After two seasons with Melville, Kunitz decided to play college hockey at Ferris State University so that he would have an education to fall back on if collegiate hockey ended up being the highest level he reached.
However, he finally got people’s attention after a tremendous senior season – where he scored 79 points, was nominated for the Hobey Baker Award as the best college hockey player and led the Bulldogs to their first-ever NCAA Tournament appearance in school history. And that earned him a free-agent contract with the Anaheim Ducks.
Though his adversity didn’t end there – he was placed on waivers twice in the first month of his full NHL season and was later traded to Pittsburgh two seasons after winning the Stanley Cup with Anaheim – Kunitz continued to work through it all and prove all of the doubters wrong with what he has been able to do in his NHL career. And now, over 10 years later, he has earned the right to represent Canada at the Olympics for the first time in his hockey career.
"It's a really good story, to be honest," Penguins and Team USA head coach Dan Bylsma said. "A guy comes out of nowhere a long time ago and keeps going, keeps playing well, has played great and I think rightfully so earned a spot on that team."
Kunitz received a call Tuesday morning from Oilers president of hockey operations Kevin Lowe – part of Team Canada’s management group – letting him know that he was going to Sochi prior to the press conference scheduled for 11 a.m. Though it was early enough to be a wakeup call, Kunitz admitted he was already awake just like a kid on Christmas morning.
“Probably a little less sleep than I wanted last night with the anticipation and excitement,” he said. “I guess it all paid off and it was obviously great news to share with my family. My wife (was the first person I called). I got to talk to the kids really quick and they were obviously really excited; then I got to talk to my parents because they’re in Pittsburgh too, so it was a really nice and special moment.
“One of the best surprises ever.

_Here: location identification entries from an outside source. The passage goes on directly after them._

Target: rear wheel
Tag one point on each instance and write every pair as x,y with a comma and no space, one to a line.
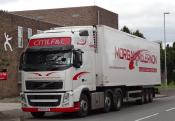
37,114
142,100
150,95
118,100
146,96
107,102
84,106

It’s been a lot of fun. ... It was obviously a special moment this morning and a lot of great congratulations from teammates and friends for making the team."
His linemate Sidney Crosby certainly enjoyed seeing Kunitz process the news.
“Really happy (for him),” Crosby said. “He’s worked hard and he’s done a lot of things to earn the right to play on the team. When you’re able to kind of go through those things or share those experiences with teammates, especially at this level, (it’s awesome). Making the Canadian Olympic team, it’s important to every guy – but to see it up close on a teammate, a linemate, it’s pretty neat. So I’m definitely happy for him.”
Making any Olympic team – especially Canada’s – for the first time is tremendous for any player. But considering Kunitz’s situation and age of 34, it’s even sweeter knowing that this was probably his last chance to go.
“Being able to take from the talent pool that they have, being selected to go I think is such an honor,” he said. “With it only happening every four years and maybe not knowing if it’s going to come again I guess it's probably one of those things that make it such a special honor. And that being said, you’ve still got to go out and contribute and produce once you get there.”
That shouldn’t be a problem, as he has contributing and producing at an incredibly consistent pace the last two seasons for the Penguins.
Right now, Kunitz’s 23 goals are tied with Crosby for fourth in the NHL and second most among all Canadian players behind only Chicago’s Patrick Sharp (25 goals). Kunitz ranks second in the NHL with 11 power-play tallies and a plus-22 rating (tied), and overall, his 47 points rank seventh.
“We like the things he brings, we like the tenacity,” Team Canada executive director Steve Yzerman said. “He's having a tremendous year, you can't deny that. He had a great year last year. He's a great net-front guy on the power play, he does a lot of really good things."